Part of our mission here at Daily Fuel has been to illuminate life and early career insights for our readers. As part of that continuing purpose, we're excited to announce our new blogger, Christian Zilko, will be providing first-person accounts into one young professional's journey. Enjoy.

A Tiny Bit of Good

The week of October 8th, 2018, is a big one for Christian Zilko. And America as a whole, but mostly Christian Zilko.

This week, pop culture aficionados find ourselves being treated to a new movie from Damien Chazelle and a new TV series from Matthew Weiner. I have no doubt that First Man and The Romanoffs will both be awesome, by virtue of the talent involved. But for me, they’ve provided an opportunity to reflect on the two pieces of art that have most influenced my writing style: La La Land and Mad Men.

Flashback to my freshman year of art school. The story that landed me there is not unique. I was a high school theatre nerd who decided he didn’t want the fun to end. I decided to get a BFA in theatre, because I thought I could spend my life putting on plays that put smiles on people’s faces. But when I made it in Boston, I found that high-end theatre academia was nothing like the Broadway and high school plays I had learned to love. On the first day of school, the head of the theatre department gave a speech declaring that “entertainment is the enemy of art.” All good theatre had to be esoteric and political. Challenging audiences was all that mattered. Every class I took seemed to focus on drawing attention to the worst aspects of our world, rather than telling fun stories that help people forget their woes.

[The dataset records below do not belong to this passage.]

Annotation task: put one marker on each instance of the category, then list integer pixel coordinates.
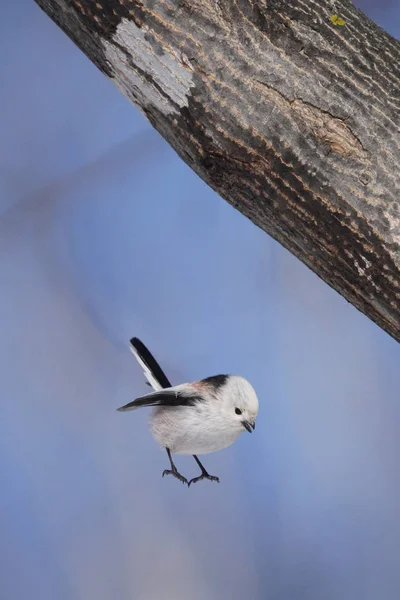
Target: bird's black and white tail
(152, 370)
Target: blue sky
(105, 234)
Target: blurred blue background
(105, 234)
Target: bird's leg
(174, 471)
(204, 474)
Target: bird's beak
(249, 426)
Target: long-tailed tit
(194, 418)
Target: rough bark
(289, 114)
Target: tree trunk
(289, 110)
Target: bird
(194, 418)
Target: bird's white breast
(192, 429)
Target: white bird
(194, 418)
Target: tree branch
(288, 113)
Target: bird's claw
(203, 476)
(176, 475)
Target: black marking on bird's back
(168, 398)
(150, 362)
(217, 381)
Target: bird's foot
(204, 475)
(175, 474)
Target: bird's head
(237, 400)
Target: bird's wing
(170, 397)
(152, 370)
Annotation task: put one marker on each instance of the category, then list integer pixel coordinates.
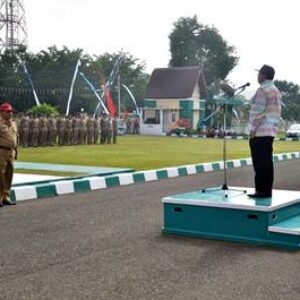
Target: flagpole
(72, 86)
(94, 91)
(119, 91)
(29, 80)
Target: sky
(263, 32)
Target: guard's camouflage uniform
(8, 148)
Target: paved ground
(24, 178)
(108, 245)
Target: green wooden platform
(272, 221)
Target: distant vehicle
(293, 131)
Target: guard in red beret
(8, 152)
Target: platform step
(290, 226)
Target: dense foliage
(52, 71)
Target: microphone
(244, 86)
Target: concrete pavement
(108, 245)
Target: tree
(44, 109)
(194, 44)
(52, 71)
(290, 98)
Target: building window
(151, 116)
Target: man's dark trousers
(262, 158)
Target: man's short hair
(268, 71)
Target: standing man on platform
(263, 122)
(8, 152)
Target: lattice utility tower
(12, 24)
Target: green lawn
(142, 153)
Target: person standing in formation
(96, 129)
(8, 152)
(68, 135)
(82, 131)
(61, 130)
(75, 127)
(90, 130)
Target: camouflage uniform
(51, 138)
(108, 125)
(103, 132)
(75, 127)
(96, 130)
(114, 130)
(35, 131)
(90, 130)
(43, 131)
(69, 132)
(8, 143)
(82, 131)
(61, 130)
(24, 131)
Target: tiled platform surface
(271, 221)
(236, 199)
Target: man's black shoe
(7, 202)
(260, 195)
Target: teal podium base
(235, 217)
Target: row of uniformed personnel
(35, 131)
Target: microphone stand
(225, 187)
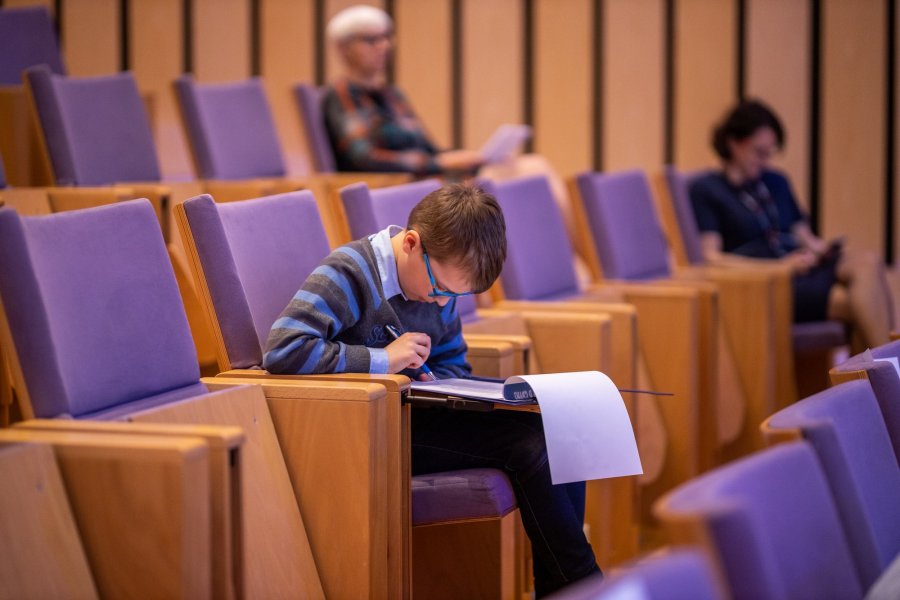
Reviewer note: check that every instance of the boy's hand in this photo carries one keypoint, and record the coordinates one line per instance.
(409, 351)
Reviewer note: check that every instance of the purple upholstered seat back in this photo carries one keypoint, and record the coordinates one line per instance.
(678, 183)
(255, 255)
(96, 316)
(774, 525)
(539, 255)
(845, 427)
(230, 129)
(309, 101)
(95, 128)
(369, 211)
(885, 383)
(628, 237)
(678, 574)
(27, 39)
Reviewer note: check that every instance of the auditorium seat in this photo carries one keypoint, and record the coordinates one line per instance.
(627, 243)
(94, 314)
(611, 503)
(235, 147)
(812, 343)
(770, 522)
(141, 507)
(845, 427)
(876, 366)
(669, 574)
(674, 442)
(250, 258)
(27, 38)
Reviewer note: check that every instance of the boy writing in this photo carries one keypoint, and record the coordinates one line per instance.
(454, 244)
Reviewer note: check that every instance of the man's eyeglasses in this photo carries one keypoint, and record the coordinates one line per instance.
(435, 292)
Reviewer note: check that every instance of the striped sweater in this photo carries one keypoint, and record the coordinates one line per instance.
(335, 322)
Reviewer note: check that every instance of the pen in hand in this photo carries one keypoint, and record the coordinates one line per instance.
(392, 331)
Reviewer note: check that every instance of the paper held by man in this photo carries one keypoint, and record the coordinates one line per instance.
(588, 432)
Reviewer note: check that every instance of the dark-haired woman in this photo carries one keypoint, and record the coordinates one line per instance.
(748, 211)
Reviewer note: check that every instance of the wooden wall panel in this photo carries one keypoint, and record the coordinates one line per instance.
(895, 251)
(492, 45)
(332, 7)
(563, 99)
(778, 73)
(852, 153)
(90, 34)
(221, 40)
(287, 56)
(155, 32)
(633, 84)
(423, 63)
(705, 76)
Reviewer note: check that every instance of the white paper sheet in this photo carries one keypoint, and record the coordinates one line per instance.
(586, 426)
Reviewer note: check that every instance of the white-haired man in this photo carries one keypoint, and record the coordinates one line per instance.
(371, 124)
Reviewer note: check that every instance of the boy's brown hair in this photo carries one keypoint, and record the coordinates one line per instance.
(463, 225)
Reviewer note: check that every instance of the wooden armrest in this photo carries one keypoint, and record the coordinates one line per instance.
(491, 358)
(341, 437)
(154, 490)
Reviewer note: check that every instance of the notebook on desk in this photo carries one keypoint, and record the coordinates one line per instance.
(504, 143)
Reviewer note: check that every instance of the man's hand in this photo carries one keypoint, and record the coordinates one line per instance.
(801, 261)
(409, 351)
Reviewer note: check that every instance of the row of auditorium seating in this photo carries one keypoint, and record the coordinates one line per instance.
(642, 359)
(847, 437)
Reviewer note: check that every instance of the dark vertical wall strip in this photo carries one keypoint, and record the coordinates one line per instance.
(389, 9)
(528, 67)
(597, 87)
(187, 29)
(891, 133)
(319, 40)
(669, 49)
(57, 10)
(124, 37)
(255, 38)
(456, 103)
(741, 54)
(815, 110)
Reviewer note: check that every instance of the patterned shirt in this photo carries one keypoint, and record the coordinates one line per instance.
(376, 130)
(335, 322)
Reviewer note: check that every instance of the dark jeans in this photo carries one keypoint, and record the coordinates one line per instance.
(512, 441)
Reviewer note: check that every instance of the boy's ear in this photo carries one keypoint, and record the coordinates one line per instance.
(411, 240)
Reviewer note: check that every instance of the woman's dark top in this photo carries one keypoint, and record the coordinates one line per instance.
(756, 220)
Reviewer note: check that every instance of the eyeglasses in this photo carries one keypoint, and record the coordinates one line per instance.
(435, 292)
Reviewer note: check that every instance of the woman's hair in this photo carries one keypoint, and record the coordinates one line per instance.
(742, 122)
(463, 225)
(356, 19)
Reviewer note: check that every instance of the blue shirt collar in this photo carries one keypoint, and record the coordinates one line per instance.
(386, 261)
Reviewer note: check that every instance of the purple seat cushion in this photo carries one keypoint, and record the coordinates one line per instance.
(255, 255)
(818, 335)
(230, 129)
(679, 574)
(846, 429)
(309, 101)
(539, 255)
(460, 495)
(94, 308)
(774, 525)
(27, 39)
(678, 182)
(96, 129)
(624, 225)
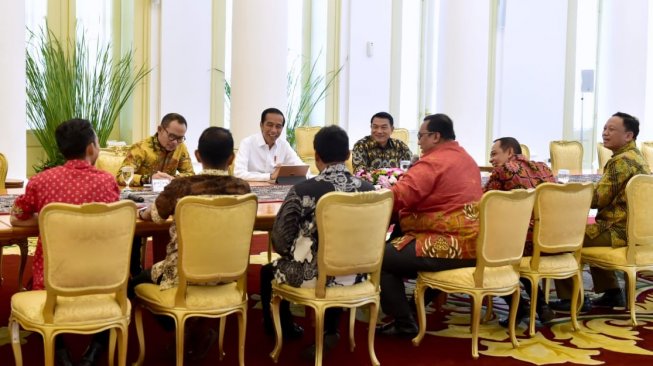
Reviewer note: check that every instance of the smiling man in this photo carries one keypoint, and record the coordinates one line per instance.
(619, 135)
(260, 155)
(379, 150)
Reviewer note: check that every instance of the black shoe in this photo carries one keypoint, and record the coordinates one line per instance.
(329, 342)
(564, 305)
(611, 298)
(92, 354)
(62, 357)
(408, 330)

Long story short, I was not loving it. I wanted to make escapist entertainment. I wanted to dazzle people, make them laugh and gasp, provide respites from their problems. But such an artistic sentiment is not remotely “cool” in any theatre BFA program. Professors and other students refused to consider my point of view, and I was miserable. That was the closest I came to abandoning my quest for a career in entertainment. If the only way to make good art was to be dark and confusing and pessimistic, maybe I’d be better off as a lawyer.

Then came La La Land. I ended up seeing Damien Chazelle’s film seven times in the theatre, and countless times since. I was mesmerized. Here was a movie that had serious ideas about dreams, sacrifice, and the internal questions we all face. What constitutes true happiness? Is it more fun to pursue dreams than to achieve them? Is professional fulfillment worth personal sacrifice? And yet, all of these complicated thoughts were wrapped up in a colorful display of spectacle. The film had fun music, charismatic leads, mind-blowing dancing, and everything else that my theatre professors hated. It was like the Apple computer of movies: a high quality product that was good enough for the most discriminating but approachable for the masses. I was enthralled.

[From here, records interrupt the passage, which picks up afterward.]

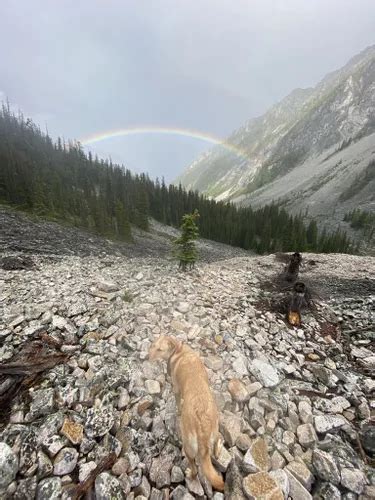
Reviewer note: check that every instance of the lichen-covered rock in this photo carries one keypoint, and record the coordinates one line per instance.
(65, 461)
(42, 404)
(230, 427)
(353, 479)
(301, 472)
(49, 489)
(107, 486)
(256, 458)
(261, 486)
(296, 490)
(8, 465)
(265, 373)
(238, 390)
(98, 421)
(306, 435)
(325, 423)
(73, 431)
(162, 465)
(325, 466)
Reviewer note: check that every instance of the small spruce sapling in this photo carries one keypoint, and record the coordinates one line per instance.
(185, 250)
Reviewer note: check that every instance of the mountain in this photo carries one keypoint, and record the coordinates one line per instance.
(313, 150)
(59, 181)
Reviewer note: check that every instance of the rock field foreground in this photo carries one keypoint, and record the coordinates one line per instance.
(295, 403)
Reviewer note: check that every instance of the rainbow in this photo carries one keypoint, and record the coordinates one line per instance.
(154, 129)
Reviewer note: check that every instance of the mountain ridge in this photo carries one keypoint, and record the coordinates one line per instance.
(307, 125)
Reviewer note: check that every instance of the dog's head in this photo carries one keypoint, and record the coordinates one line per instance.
(163, 348)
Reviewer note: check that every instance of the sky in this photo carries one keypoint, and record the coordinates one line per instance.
(82, 68)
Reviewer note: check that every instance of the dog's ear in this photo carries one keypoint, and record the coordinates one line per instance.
(174, 344)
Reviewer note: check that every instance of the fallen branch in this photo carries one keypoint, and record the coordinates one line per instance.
(85, 486)
(360, 448)
(32, 366)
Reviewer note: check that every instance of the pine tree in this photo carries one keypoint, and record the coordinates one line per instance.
(185, 250)
(123, 228)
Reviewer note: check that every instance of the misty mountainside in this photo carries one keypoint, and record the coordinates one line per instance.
(315, 149)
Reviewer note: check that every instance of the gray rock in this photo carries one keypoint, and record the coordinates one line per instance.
(261, 486)
(335, 405)
(306, 435)
(42, 404)
(230, 427)
(325, 466)
(98, 421)
(327, 491)
(108, 287)
(152, 387)
(296, 490)
(65, 461)
(367, 436)
(223, 460)
(305, 412)
(233, 483)
(162, 465)
(177, 475)
(256, 458)
(107, 486)
(240, 366)
(325, 423)
(181, 493)
(253, 388)
(8, 465)
(85, 469)
(123, 399)
(45, 466)
(301, 473)
(265, 373)
(281, 478)
(26, 488)
(144, 489)
(49, 489)
(183, 307)
(353, 479)
(54, 444)
(195, 487)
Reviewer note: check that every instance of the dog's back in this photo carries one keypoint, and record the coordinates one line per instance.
(199, 414)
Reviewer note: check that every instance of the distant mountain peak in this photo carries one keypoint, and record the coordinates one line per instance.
(304, 150)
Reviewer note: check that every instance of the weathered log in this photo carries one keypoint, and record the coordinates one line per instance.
(106, 463)
(291, 273)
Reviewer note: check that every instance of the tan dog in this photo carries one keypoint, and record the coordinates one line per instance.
(199, 418)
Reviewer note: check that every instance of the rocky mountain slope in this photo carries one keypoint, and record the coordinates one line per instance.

After La La Land, my passion for writing returned, and I never looked back. Except to the 60s, when I watched Matthew Weiner’s Mad Men.

Everyone and his cousin knows that Mad Men is a work of singular brilliance, so I won’t waste your time with my analysis. But with regards to my personal life, the Mad Men finale was the end of a journey that La La Land started.

I won’t spoil anything, but what moved me the most about the show was not any brilliant story arc or writing technique. It was the passion and compassion that Don Draper put into making simple TV commercials, episode after episode. He approached an ad for a Kodak projector with as much artistry as my professors put into a production of Hamlet. One of the theses that I took away from the show is that “ad men” are artists, and that a Coca Cola ad can do as much good for the world as a great movie.

Mad Men confirmed my suspicions that commercial endeavors (no pun intended) have real value. That there is no shame in targeting the widest possible audience, rather than a niche group of MFA candidates. There is nothing wrong with appealing to people’s better angels, and drawing their attention to the good in the world. Making work that is easy to understand is not the mortal sin I was taught that it was.

Which leads me to where I am today. I’m still finishing my theatre degree, but I have no interest in edgy, non-profit theatre that aims to provoke and upset people. I want to make entertainment, and I don’t apologize for that sentiment. La La Land and Mad Men provided me with a blueprint to make approachable, meaningful work. I may not be curing cancer, but these films serve as a reminder that entertainment can go a long way towards brightening people’s lives. And when I’m first in line to see First Man on Thursday, I’ll be thinking about how lucky I am to have realized that when I did.